Deux personnages que tout ou presque semble opposer se retrouvent, du jour au lendemain, liés par une force étrange, incapables de se séparer. La force du film repose sur deux éléments. L’un mêle le fantastique au burlesque : les personnages, donc, ne peuvent plus se détacher l’un de l’autre, tant sentimentalement que physiquement. Très bonne idée, qui donne lieu à des séquences drôles et visuelles, et permet de chorégraphier des scènes de la vie courante, nous conduisant vers l’autre élément fort du film : la prestation de Jeremie Elkaïm, déjà remarquable dans La guerre est déclarée. J’apprécie la sérénité de sa diction. Mais plus qu’une voix, c’est un corps. Tout le travail de l’acteur est d’accompagner le cinéma dans sa volonté d’être un art en mouvement. L’acteur, tel un danseur, utilise son corps pour séduire l’objectif et apprivoiser l’espace. Et, force est de constater que Jérémie Elkaïm est un excellent danseur. On peut aussi y vérifier, une fois encore, le rapport privilégié de l’acteur à la réalisatrice, qui ne cache pas son amour de la danse.

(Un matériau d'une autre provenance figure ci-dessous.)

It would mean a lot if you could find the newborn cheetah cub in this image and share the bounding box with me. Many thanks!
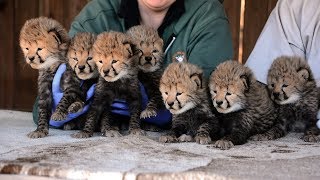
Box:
[267,56,319,142]
[127,25,164,118]
[73,32,144,138]
[159,63,219,144]
[209,60,276,149]
[19,17,69,138]
[51,32,99,130]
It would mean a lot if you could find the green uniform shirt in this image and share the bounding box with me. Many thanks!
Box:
[69,0,233,77]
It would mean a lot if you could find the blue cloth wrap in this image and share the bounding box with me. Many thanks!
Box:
[49,64,172,127]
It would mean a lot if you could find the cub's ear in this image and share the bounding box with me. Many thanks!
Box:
[172,51,188,62]
[190,73,202,89]
[48,29,62,45]
[240,74,250,91]
[122,41,135,57]
[155,38,163,47]
[298,69,310,81]
[59,43,69,51]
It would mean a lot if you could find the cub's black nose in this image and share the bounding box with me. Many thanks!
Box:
[103,69,110,76]
[78,65,85,71]
[144,56,152,62]
[216,101,223,106]
[273,92,280,98]
[28,56,34,61]
[167,102,174,107]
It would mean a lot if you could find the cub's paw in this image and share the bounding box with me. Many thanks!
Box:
[51,111,67,121]
[194,134,211,144]
[213,139,234,150]
[178,134,194,142]
[140,108,157,119]
[71,131,93,138]
[102,130,122,137]
[68,101,84,113]
[159,135,178,143]
[250,134,274,141]
[301,134,320,142]
[129,128,146,136]
[27,130,49,139]
[63,122,77,130]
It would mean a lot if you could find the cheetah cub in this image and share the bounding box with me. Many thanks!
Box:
[73,32,144,138]
[19,17,69,138]
[159,62,219,144]
[267,56,319,142]
[209,60,277,150]
[51,32,98,121]
[127,25,164,119]
[51,32,99,130]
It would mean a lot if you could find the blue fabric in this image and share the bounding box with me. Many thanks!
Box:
[49,64,95,127]
[111,83,172,127]
[49,64,172,127]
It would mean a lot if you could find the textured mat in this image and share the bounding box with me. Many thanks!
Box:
[0,110,320,179]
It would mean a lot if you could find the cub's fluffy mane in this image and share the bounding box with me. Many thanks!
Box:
[20,17,69,44]
[161,62,205,88]
[69,32,96,51]
[210,60,256,87]
[93,31,133,56]
[268,56,316,89]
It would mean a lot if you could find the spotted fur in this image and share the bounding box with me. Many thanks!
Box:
[209,60,277,149]
[159,63,219,144]
[73,32,144,138]
[267,56,319,142]
[127,25,164,118]
[51,32,98,129]
[19,17,69,138]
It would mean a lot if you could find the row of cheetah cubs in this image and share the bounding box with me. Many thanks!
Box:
[20,17,320,149]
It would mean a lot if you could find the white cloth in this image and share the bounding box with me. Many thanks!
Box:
[246,0,320,86]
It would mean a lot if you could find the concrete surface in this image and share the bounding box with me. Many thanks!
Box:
[0,110,320,179]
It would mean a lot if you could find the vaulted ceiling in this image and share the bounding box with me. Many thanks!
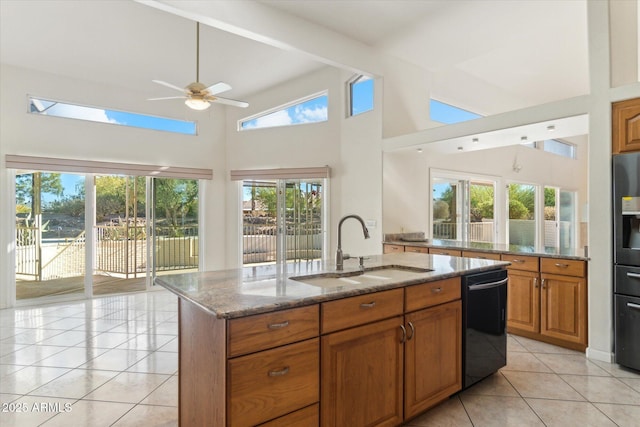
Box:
[0,0,588,115]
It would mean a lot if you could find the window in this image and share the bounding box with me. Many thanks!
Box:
[238,92,328,130]
[347,75,373,116]
[543,139,576,159]
[429,99,482,124]
[507,184,537,247]
[431,171,497,243]
[29,97,196,135]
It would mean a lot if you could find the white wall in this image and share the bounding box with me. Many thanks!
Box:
[383,137,588,235]
[0,64,227,307]
[226,67,382,268]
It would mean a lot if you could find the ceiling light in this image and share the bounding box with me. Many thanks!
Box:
[184,98,211,111]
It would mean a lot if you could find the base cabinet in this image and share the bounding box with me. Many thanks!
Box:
[320,317,404,427]
[503,257,587,351]
[404,300,462,419]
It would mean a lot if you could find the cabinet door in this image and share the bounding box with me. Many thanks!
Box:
[540,274,587,345]
[320,316,404,427]
[507,270,540,332]
[612,98,640,154]
[404,300,462,419]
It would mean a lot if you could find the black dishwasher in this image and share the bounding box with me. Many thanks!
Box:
[462,270,508,389]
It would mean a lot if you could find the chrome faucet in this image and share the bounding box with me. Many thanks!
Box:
[336,215,369,270]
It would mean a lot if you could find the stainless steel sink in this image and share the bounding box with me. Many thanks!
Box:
[290,265,433,287]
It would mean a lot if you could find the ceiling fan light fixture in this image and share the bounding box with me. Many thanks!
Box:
[184,98,211,111]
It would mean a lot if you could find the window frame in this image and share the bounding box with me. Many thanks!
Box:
[237,89,329,132]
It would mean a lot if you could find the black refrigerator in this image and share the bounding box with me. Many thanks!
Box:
[613,153,640,370]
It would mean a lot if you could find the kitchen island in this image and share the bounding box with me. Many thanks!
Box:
[155,253,508,427]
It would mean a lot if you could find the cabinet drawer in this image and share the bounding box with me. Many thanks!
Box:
[502,254,540,271]
[540,258,586,277]
[382,245,404,254]
[320,289,404,334]
[429,248,462,256]
[404,246,429,254]
[227,305,320,357]
[462,251,500,261]
[259,403,320,427]
[229,338,320,427]
[405,277,460,312]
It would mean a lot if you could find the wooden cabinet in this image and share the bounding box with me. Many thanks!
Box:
[462,251,500,261]
[320,277,462,426]
[429,248,462,256]
[507,269,540,333]
[611,98,640,154]
[178,298,320,427]
[382,243,404,254]
[404,300,462,419]
[404,246,429,254]
[503,254,587,351]
[320,317,404,427]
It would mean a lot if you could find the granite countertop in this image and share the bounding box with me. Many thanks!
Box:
[155,253,509,319]
[384,233,589,261]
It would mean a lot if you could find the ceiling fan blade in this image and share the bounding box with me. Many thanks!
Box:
[151,80,185,92]
[211,96,249,108]
[147,96,188,101]
[205,82,231,95]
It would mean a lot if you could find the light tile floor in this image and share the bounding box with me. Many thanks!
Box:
[0,290,640,427]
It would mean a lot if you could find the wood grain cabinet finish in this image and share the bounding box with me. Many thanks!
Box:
[404,299,462,420]
[429,248,462,256]
[227,338,320,427]
[320,316,404,427]
[382,243,404,254]
[503,254,587,351]
[227,305,320,357]
[259,403,320,427]
[321,289,404,334]
[611,98,640,154]
[404,246,429,254]
[462,251,501,261]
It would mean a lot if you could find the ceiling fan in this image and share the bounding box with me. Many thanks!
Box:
[149,22,249,110]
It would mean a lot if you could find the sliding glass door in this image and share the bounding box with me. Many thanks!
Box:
[15,171,86,300]
[431,173,496,242]
[242,179,326,265]
[15,171,199,300]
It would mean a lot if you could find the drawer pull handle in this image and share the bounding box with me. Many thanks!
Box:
[269,366,289,377]
[407,322,416,341]
[267,320,289,329]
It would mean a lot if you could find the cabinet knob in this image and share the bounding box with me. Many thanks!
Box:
[267,320,289,329]
[268,366,289,377]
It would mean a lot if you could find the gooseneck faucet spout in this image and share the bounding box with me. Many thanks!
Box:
[336,215,369,270]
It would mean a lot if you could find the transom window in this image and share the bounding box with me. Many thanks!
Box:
[29,97,197,135]
[347,75,373,116]
[429,98,482,124]
[238,91,328,130]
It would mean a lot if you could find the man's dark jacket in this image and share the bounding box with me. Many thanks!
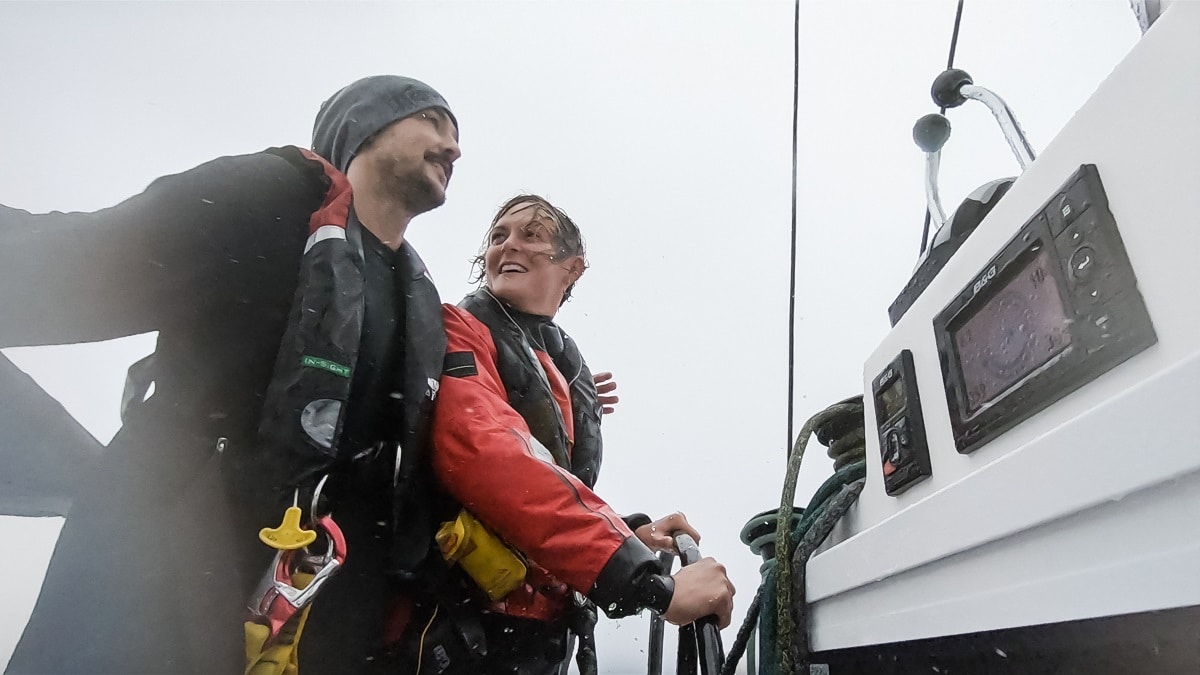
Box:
[0,148,445,673]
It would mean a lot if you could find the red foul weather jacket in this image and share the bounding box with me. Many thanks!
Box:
[432,289,656,621]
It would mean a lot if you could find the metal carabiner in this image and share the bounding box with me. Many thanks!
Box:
[247,515,346,645]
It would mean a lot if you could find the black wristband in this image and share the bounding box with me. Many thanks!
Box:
[637,574,674,614]
[620,513,654,532]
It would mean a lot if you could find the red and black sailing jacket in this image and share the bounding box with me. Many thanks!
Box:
[432,289,655,621]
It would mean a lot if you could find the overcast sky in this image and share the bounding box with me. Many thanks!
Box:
[0,0,1139,674]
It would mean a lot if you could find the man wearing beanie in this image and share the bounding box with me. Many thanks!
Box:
[0,76,732,675]
[0,76,460,674]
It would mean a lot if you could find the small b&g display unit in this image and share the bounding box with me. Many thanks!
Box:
[871,350,931,495]
[931,165,1158,454]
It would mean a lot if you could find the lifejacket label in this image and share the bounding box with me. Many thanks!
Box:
[300,354,350,377]
[442,352,479,377]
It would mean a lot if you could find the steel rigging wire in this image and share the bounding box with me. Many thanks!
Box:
[916,0,962,254]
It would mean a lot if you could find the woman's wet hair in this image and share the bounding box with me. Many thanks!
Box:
[470,195,588,306]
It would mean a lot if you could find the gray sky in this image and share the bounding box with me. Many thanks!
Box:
[0,0,1139,674]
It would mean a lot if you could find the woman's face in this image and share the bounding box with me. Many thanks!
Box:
[484,202,583,316]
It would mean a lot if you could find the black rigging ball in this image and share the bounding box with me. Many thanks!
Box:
[912,113,950,153]
[929,68,974,108]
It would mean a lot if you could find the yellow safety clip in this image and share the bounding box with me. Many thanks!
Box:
[433,509,528,602]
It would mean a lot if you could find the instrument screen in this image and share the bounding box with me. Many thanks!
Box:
[952,246,1070,414]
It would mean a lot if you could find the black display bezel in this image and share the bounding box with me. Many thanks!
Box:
[934,165,1157,453]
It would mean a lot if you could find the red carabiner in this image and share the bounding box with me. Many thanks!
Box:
[247,515,346,647]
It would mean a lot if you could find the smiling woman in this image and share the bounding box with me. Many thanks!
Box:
[384,195,733,674]
[475,195,588,317]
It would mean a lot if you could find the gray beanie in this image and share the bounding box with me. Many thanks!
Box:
[312,74,458,173]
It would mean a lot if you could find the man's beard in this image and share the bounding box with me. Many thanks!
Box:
[382,156,446,215]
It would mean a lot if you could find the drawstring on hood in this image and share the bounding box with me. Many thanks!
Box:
[312,74,458,173]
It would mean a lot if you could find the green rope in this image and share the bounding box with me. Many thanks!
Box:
[775,404,863,674]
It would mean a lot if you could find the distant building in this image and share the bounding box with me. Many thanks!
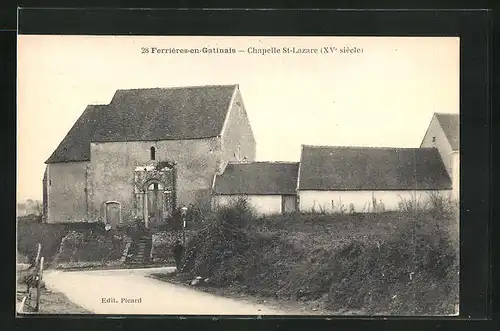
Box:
[43,85,256,226]
[420,113,460,199]
[212,162,299,215]
[297,146,452,212]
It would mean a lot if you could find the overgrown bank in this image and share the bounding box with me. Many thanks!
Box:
[174,201,458,315]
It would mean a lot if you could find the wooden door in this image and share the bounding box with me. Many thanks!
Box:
[106,202,120,229]
[281,195,297,213]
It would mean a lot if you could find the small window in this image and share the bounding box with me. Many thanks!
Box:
[150,147,156,160]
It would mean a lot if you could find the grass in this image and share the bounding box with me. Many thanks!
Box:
[170,198,459,315]
[17,215,107,262]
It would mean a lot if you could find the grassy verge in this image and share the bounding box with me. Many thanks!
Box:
[16,271,92,316]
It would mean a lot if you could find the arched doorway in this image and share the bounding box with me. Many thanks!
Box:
[104,201,121,229]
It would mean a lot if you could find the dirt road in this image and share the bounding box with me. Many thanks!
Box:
[44,268,300,315]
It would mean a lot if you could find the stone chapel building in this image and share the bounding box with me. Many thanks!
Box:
[43,85,256,226]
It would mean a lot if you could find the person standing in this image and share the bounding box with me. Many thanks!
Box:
[173,240,184,271]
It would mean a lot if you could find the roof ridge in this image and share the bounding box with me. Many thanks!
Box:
[116,84,239,92]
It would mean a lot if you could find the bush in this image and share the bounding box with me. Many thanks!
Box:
[17,220,105,262]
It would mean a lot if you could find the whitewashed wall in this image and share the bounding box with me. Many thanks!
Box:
[212,195,281,215]
[299,190,452,212]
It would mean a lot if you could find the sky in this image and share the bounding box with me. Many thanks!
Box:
[17,35,460,200]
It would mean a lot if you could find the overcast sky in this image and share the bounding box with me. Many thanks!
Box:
[17,36,459,199]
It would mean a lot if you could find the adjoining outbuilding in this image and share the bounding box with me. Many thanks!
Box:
[212,162,299,215]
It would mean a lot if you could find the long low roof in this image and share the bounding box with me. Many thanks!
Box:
[213,162,299,195]
[298,146,452,190]
[46,85,238,163]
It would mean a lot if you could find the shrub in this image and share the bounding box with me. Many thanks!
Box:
[215,197,258,228]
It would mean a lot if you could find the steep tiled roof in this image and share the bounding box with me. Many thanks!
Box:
[46,85,237,163]
[214,162,299,195]
[46,105,107,163]
[299,146,451,190]
[435,113,460,151]
[92,85,237,142]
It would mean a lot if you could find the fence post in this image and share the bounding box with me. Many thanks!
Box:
[35,256,44,312]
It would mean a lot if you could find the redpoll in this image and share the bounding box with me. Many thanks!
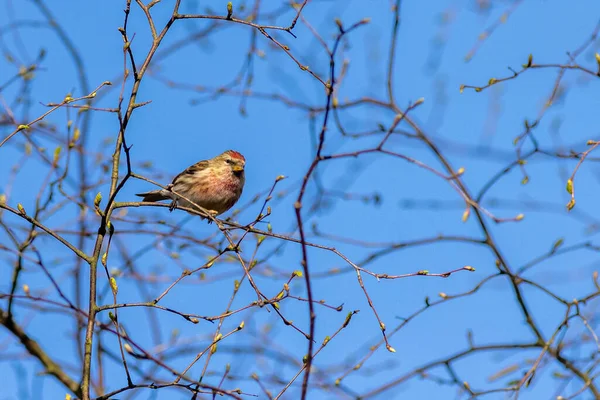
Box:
[136,150,246,215]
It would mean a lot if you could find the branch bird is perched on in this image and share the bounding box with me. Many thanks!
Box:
[136,150,246,216]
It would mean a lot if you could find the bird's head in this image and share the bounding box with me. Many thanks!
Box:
[217,150,246,176]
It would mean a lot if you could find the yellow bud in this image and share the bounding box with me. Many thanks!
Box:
[567,178,573,194]
[109,276,119,294]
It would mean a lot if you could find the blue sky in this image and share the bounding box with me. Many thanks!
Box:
[0,0,600,400]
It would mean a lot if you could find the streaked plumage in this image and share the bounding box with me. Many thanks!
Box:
[137,150,246,215]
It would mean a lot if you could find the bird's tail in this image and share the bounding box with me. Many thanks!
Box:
[136,190,171,202]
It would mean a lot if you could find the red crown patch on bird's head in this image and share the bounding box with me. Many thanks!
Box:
[225,150,246,161]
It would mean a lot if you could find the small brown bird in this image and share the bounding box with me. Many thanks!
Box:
[136,150,246,215]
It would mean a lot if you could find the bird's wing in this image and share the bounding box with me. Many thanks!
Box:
[172,160,208,184]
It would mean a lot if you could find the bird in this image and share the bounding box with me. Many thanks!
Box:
[136,150,246,222]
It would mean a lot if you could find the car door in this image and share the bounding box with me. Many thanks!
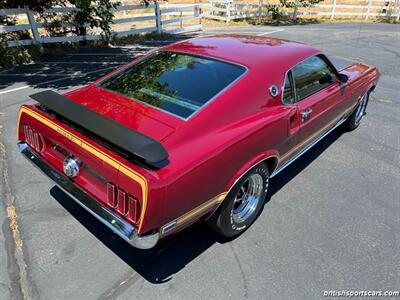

J’aime aussi l’audace du générique, très pop, qui rappelle celui d’Enter the Void de Gaspar Noé, ou celui de Donzelli lorsqu’elle choisit de cadrer un dialogue en contre-jour, ou de donner un coup d’accélérateur au récit en utilisant une voix off, qu’elle parasite bientôt en faisant intervenir la voix de ses protagonistes. Une voix off qui nous raconte l’histoire, avant que celle des comédiens ne nous ramène au récit.

Pourtant, je ne parviens toujours pas à savoir si j’ai aimé le film. Car subsiste cette désagréable impression d’assister à une avalanche d’effets de mise en scène sans cohérence. Je tends la main pour entrer dans la danse, mais j’ai l’impression d’être de trop, comme dans un plan à trois un peu foireux. L’ensemble se tient, mais Valérie Donzelli peine à inscrire ses prétentions expérimentales dans le récit d’une comédie romantique. De même, on se demande s’il était vraiment utile d’aborder – de façon superficielle – des thématiques aussi nombreuses que convenues (la maladie, le pouvoir, le déclassement, l’inceste…).  Main dans la main est un film que l’on a sincèrement envie d’aimer mais qui, parce que trop narcissique, nous laisse dehors.

J’avoue cependant être un peu jaloux. Faire les films que l’on veut en expérimentant ce que l’on veut, en rencontrant le succès et en bénéficiant d’une telle couverture presse, c’est magique. Mais, comme le disait Georges Brassens, « sans technique, un don n’est rien qu’une sale manie ». Valérie Donzelli a le potentiel pour devenir une très grande réalisatrice ; peu de gens, en France, aujourd’hui, ont un talent comparable. Mais il va falloir travailler.

Main dans la main, Valérie Donzelli, avec Valérie Lemercier, Jérémie Elkaïm, Valérie Donzelli, Béatrice de Staël, France, 1h25.